This integration "[deviates] from the traditional enterprise interactive model of command line interfaces...[but] allows for switches to be managed just as servers are with weekly software rollouts and roll backs thus ensuring a mature configuration and deployment model," the blog says.

This also is similar to Cumulus Linux, which is devised to run switches as simply another piece of software (and hardware) to be managed with conventional enterprise tools. In Cumulus' case, the management tools are software like Puppet or Chef; in Microsoft's case, it's Microsoft's system-management technology.

For their eyes only

What will Microsoft likely do with ACS in the long term? One possibility: ACS will be offered to users as a way to build a more Azure-like environment within their data centers -- much as Microsoft is planning to do with Azure Service Fabric.

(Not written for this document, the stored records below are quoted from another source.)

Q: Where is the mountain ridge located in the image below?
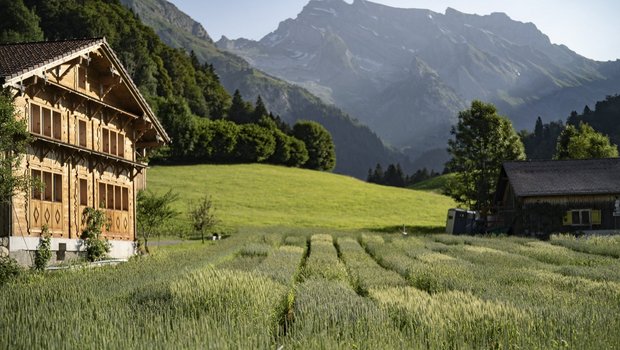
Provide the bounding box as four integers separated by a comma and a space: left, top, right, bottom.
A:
219, 0, 620, 157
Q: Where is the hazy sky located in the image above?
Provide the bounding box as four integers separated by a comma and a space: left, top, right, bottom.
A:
168, 0, 620, 61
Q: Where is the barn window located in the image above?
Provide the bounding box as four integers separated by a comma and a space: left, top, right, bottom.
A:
79, 179, 88, 206
566, 209, 597, 226
78, 120, 87, 147
42, 108, 52, 137
117, 134, 124, 158
99, 182, 107, 208
52, 111, 62, 140
53, 174, 62, 202
43, 172, 53, 201
107, 184, 114, 210
115, 186, 122, 210
30, 104, 41, 134
102, 129, 109, 153
31, 170, 41, 200
110, 131, 117, 155
122, 187, 129, 211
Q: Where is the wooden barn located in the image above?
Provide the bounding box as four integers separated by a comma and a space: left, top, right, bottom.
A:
0, 38, 169, 264
493, 159, 620, 236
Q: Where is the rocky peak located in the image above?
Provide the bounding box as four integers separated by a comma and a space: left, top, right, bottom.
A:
121, 0, 213, 43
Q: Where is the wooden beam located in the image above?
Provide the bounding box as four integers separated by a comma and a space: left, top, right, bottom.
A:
136, 141, 164, 148
69, 95, 87, 113
57, 62, 78, 80
52, 90, 68, 107
27, 80, 45, 99
120, 115, 133, 131
108, 112, 120, 126
45, 80, 141, 120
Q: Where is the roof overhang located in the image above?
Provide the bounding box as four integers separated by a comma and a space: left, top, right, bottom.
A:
1, 38, 169, 146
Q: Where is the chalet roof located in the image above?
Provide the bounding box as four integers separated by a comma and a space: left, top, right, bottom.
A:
502, 158, 620, 197
0, 38, 103, 81
0, 38, 169, 144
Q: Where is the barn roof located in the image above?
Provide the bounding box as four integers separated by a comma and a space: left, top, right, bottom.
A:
0, 38, 169, 144
500, 158, 620, 197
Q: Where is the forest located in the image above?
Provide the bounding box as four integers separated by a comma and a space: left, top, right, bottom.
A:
0, 0, 335, 170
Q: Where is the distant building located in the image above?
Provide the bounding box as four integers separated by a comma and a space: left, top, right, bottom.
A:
0, 38, 169, 265
493, 159, 620, 236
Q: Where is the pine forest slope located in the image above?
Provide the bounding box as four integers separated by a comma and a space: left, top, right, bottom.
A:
220, 0, 620, 156
120, 0, 412, 178
147, 164, 455, 230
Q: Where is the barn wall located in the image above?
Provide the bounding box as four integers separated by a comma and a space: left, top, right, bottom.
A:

The competitive edge Azure provides for Microsoft in the cloud is bound up with the likes of ACS. Still, every cloud has to keep innovating; in time, Microsoft may offer ACS freely, but probably only after the advantage it provides Azure has been superseded by other, more ambitious features.

If ACS becomes the closest thing to a Microsoft-branded Linux distribution, it will -- like all the other work the company has done with Linux -- be a way to better support Microsoft's proprietary cloud efforts. Linux users will win out by having better support in Azure for their OS of choice. But Microsoft's first duty, as always, is to Microsoft itself.